Corrin B, Basset F
Invest Cell Pathol. 1979 Jul-Sep;2(3):137-46.
Electron microscopy confirms the unity of Histiocytosis X (HX) by identifying a common marker organelle in all three forms of the disease (acute disseminated HX or Letterer-Siwe disease; chronic disseminated HX or Hand-Schuller-Christian disease; localized HX or eosinophilic granuloma). The marker organelle of HX is also found in normal Langerhans' cells: these mononuclear cells are distinct from macrophages but are similarly concerned in antigen transport. HX may therefore be considered to represent a pathological proliferation of Langerhans' cells.
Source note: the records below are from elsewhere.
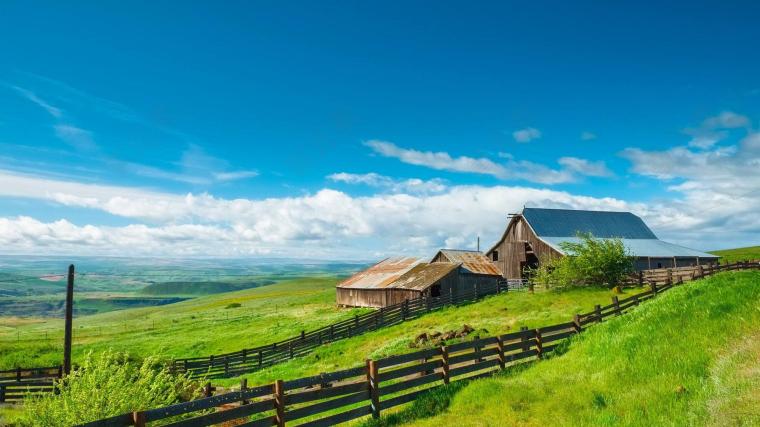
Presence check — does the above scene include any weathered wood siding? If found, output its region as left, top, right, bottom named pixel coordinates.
left=486, top=215, right=562, bottom=279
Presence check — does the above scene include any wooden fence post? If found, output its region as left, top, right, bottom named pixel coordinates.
left=472, top=335, right=483, bottom=362
left=132, top=411, right=146, bottom=427
left=240, top=378, right=249, bottom=405
left=496, top=336, right=507, bottom=369
left=274, top=380, right=285, bottom=427
left=367, top=359, right=380, bottom=418
left=573, top=314, right=583, bottom=334
left=520, top=326, right=530, bottom=351
left=612, top=295, right=620, bottom=316
left=441, top=345, right=450, bottom=384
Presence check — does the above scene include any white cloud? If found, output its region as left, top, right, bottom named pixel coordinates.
left=327, top=172, right=446, bottom=194
left=364, top=140, right=507, bottom=177
left=512, top=127, right=541, bottom=142
left=365, top=140, right=611, bottom=184
left=683, top=111, right=750, bottom=149
left=123, top=144, right=259, bottom=185
left=0, top=173, right=640, bottom=259
left=53, top=124, right=98, bottom=151
left=622, top=113, right=760, bottom=247
left=213, top=171, right=259, bottom=182
left=11, top=86, right=63, bottom=119
left=557, top=157, right=613, bottom=177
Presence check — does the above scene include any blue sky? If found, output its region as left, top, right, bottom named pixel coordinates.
left=0, top=2, right=760, bottom=258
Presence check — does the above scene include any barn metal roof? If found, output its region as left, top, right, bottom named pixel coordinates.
left=541, top=236, right=719, bottom=258
left=337, top=257, right=422, bottom=289
left=433, top=249, right=501, bottom=276
left=389, top=262, right=459, bottom=291
left=522, top=208, right=657, bottom=240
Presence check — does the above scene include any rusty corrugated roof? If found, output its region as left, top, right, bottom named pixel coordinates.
left=433, top=249, right=501, bottom=276
left=389, top=262, right=459, bottom=291
left=337, top=257, right=422, bottom=289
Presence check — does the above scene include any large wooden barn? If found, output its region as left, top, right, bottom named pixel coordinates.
left=336, top=249, right=502, bottom=307
left=486, top=208, right=718, bottom=279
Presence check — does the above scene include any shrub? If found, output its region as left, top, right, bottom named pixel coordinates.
left=534, top=234, right=633, bottom=287
left=22, top=350, right=200, bottom=426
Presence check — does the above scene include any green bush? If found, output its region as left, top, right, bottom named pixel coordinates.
left=534, top=234, right=633, bottom=287
left=22, top=350, right=200, bottom=426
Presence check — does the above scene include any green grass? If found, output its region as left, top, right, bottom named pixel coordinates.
left=238, top=289, right=634, bottom=385
left=0, top=277, right=363, bottom=369
left=382, top=272, right=760, bottom=426
left=710, top=246, right=760, bottom=263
The natural history and the clinical, radiological and pathological features of primary pulmonary HX (eosinophilic granuloma of the lungs) are described, together with the differential diagnoses which must be considered by the histopathologist.
电子显微镜检查通过在组织细胞增多症X(HX)的所有三种形式(急性播散性HX或勒-雪病;慢性播散性HX或汉-许-克病;局限性HX或嗜酸性肉芽肿)中识别出一种共同的标志性细胞器,证实了HX的统一性。HX的标志性细胞器也存在于正常朗格汉斯细胞中:这些单核细胞与巨噬细胞不同,但同样参与抗原转运。因此,HX可被认为代表朗格汉斯细胞的病理性增殖。本文描述了原发性肺HX(肺嗜酸性肉芽肿)的自然病程以及临床、放射学和病理学特征,同时也介绍了组织病理学家必须考虑的鉴别诊断。